Примерно десять лет спустя после эпизода с «Держись, народ!» у меня появилась возможность рассмотреть низвергнутого с трибуны горлодера с более близкого расстояния: лицо в возрастной гречке, сарматский шлем седых волос, крупный, в старческих свищах, нос, покрытый багровыми капиллярными рисунками, надменные тонкие губы, золотая коронка, обильные, баварского производства, пальцы. Примечательно: если абстрактный «Проханов» воплощает все то, к чему я привык относиться скептически, то конкретный «Александр Андреевич Проханов» необычайно аттрактивен.

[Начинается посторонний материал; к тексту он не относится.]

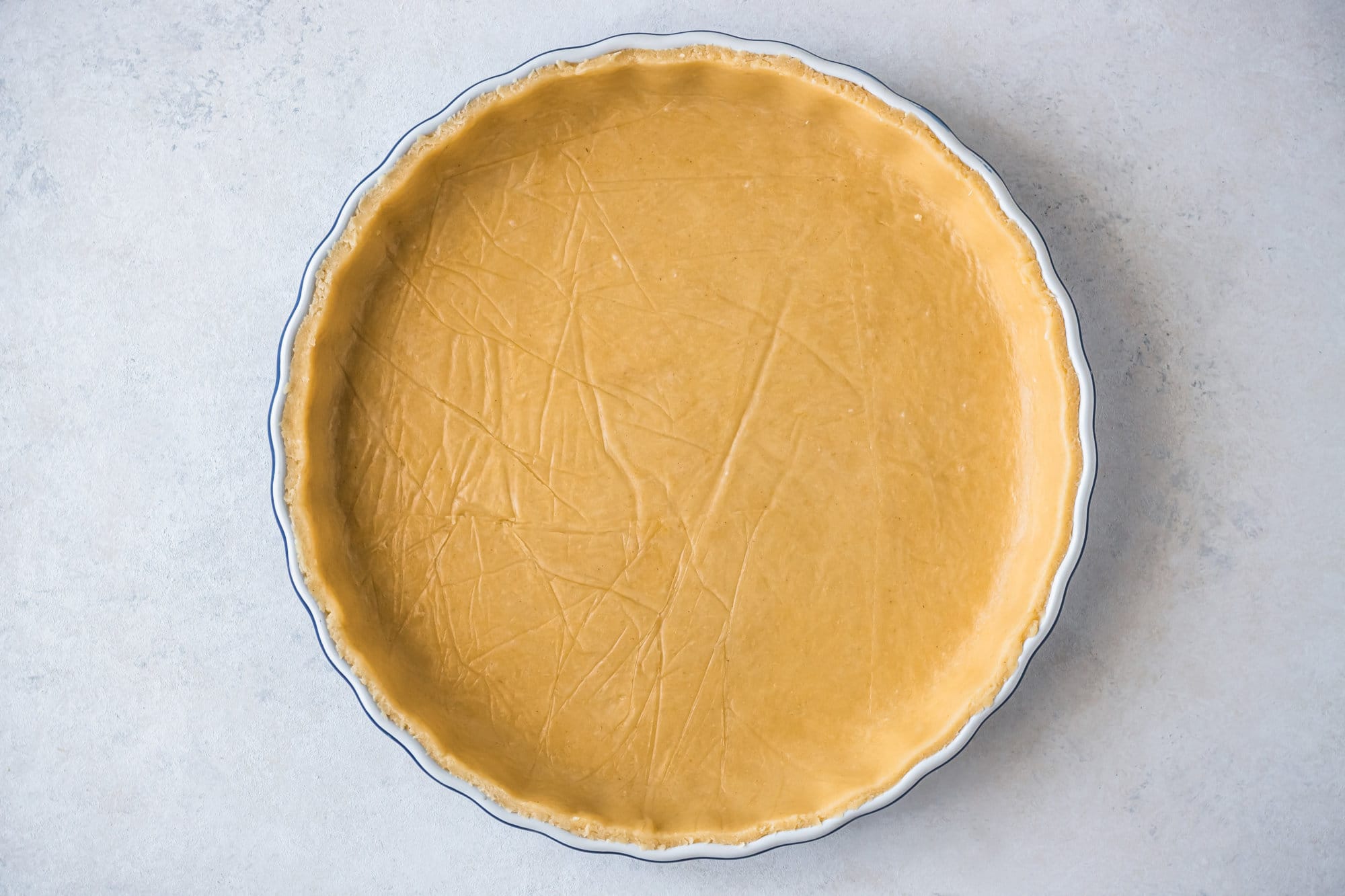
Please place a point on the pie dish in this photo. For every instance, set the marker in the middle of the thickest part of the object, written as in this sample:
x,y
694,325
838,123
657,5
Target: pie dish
x,y
685,442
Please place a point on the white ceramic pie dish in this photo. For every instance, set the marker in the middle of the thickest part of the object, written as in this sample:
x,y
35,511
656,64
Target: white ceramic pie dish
x,y
1059,583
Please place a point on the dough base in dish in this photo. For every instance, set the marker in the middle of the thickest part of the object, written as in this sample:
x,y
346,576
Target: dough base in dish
x,y
681,446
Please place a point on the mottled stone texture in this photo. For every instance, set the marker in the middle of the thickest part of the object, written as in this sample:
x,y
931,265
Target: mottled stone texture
x,y
167,721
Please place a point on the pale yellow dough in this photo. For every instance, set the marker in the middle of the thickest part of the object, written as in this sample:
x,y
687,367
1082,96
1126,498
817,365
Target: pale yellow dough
x,y
681,444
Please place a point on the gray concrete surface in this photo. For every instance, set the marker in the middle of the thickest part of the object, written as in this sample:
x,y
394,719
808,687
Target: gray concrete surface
x,y
167,723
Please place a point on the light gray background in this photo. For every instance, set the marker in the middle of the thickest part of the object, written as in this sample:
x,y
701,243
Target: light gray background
x,y
167,723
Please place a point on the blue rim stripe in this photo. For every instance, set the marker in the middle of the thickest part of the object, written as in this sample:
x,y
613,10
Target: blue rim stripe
x,y
1048,264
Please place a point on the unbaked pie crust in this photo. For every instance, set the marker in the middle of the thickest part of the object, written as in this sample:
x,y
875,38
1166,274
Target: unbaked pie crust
x,y
681,444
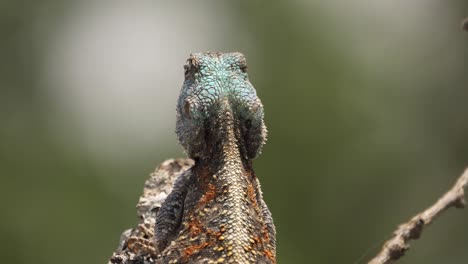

Выслушав мой отчет о сорванной благодаря ему попытке сходить в кино, Проханов объявил его фальшивкой. Ни в какой Музей кино, заверил меня он, 1 октября 1993 года я ходить не мог: в течение десяти последних дней Белый дом был оцеплен, на «Баррикадной» омоновцы сначала сбрасывали людей прямо по эскалатору — и те летели вниз, разбивая по дороге фонари, а потом гонялись за демонстрантами вдоль платформы, так что даже если бы мне удалось прорваться вверх, то меня затоптал бы бутсами клин цепных псов Ю. М. Лужкова. Но как насчет звука, который, сейчас понятно, исходил от омоновцев, грохотавших дубинами в стеклянные щиты? А бабка с рассыпавшимися беляшами? Я вспоминаю все это очень отчетливо. «В конце концов, — заметил однажды эксперт по такого рода вопросам Питер Акройд, — общая цель биографии — создать произведение искусства, которое было бы столь же убедительным, как роман, оставаясь столь же материальным и реалистичным, как история. Есть только одно различие: в романе от вас требуется говорить правду, тогда как в биографии вам позволено — а иной раз без этого вообще никуда — кое-что выдумать».

Глава 1

«Бородинская панорама» как источник сведений о прохановских предках. Пращур перебирается поближе к Арарату.
Молоканские корни. И. С. Проханов отказывается собирать грибы с Львом Толстым и проектирует свой город Солнца.
Михаил Титович высматривает в небе «цеппелины»

Зимой 1990-го по приглашению своего друга, генерала КГБ Поляничко, Проханов, сколотив из «патриотически настроенных» писателей летучий отряд, десантировался в Баку — где только что прокатилась волна армянских погромов, в ответ на резню азербайджанцев в Нагорном Карабахе. Одурманенные кровью, ориентальной экзотикой и коньячными спиртами литераторы набрели на рынок — где, среди прочих этнографических курьезов, приметили «русских женщин, торговавших плодами». Выглядели те экстравагантно даже по восточным меркам — долгополые юбки-сарафаны, на головах кики. Легко включив свое природное обаяние и вступив с ними в контакт — «Ну а что, девушки, издалека приехали?», — Проханов выяснил, что они — из деревни Русские Борисы. «Мы молокане», — объяснили женщины. Это слово застало Проханова врасплох: «все родовые вещи тогда были заблокированы, меня занимали только военно-политические процессы». Между тем молокане имели к нему самое непосредственное отношение — и ничего удивительного, что тотчас же после встречи на рынке он отправляется в штаб с просьбой выдать ему и компании сочинителей вертолет, чтобы слетать в русскую деревню. Их визит в этот чудом сохранившийся парк юрского периода начался переполохом — жители, увидев физиономии писателей, здраво рассудили, что к ним опять явились погромщики, и в ужасе разбежались. Когда недоразумение разъяснилось, пришельцы получили возможность совершить вылазку в заповедный мир: их водили по домам, угощали молоканской лапшой, муссом «химмельшпайзе» — и за те полтора часа, что они провели здесь, многое в памяти Проханова «разблокировалось».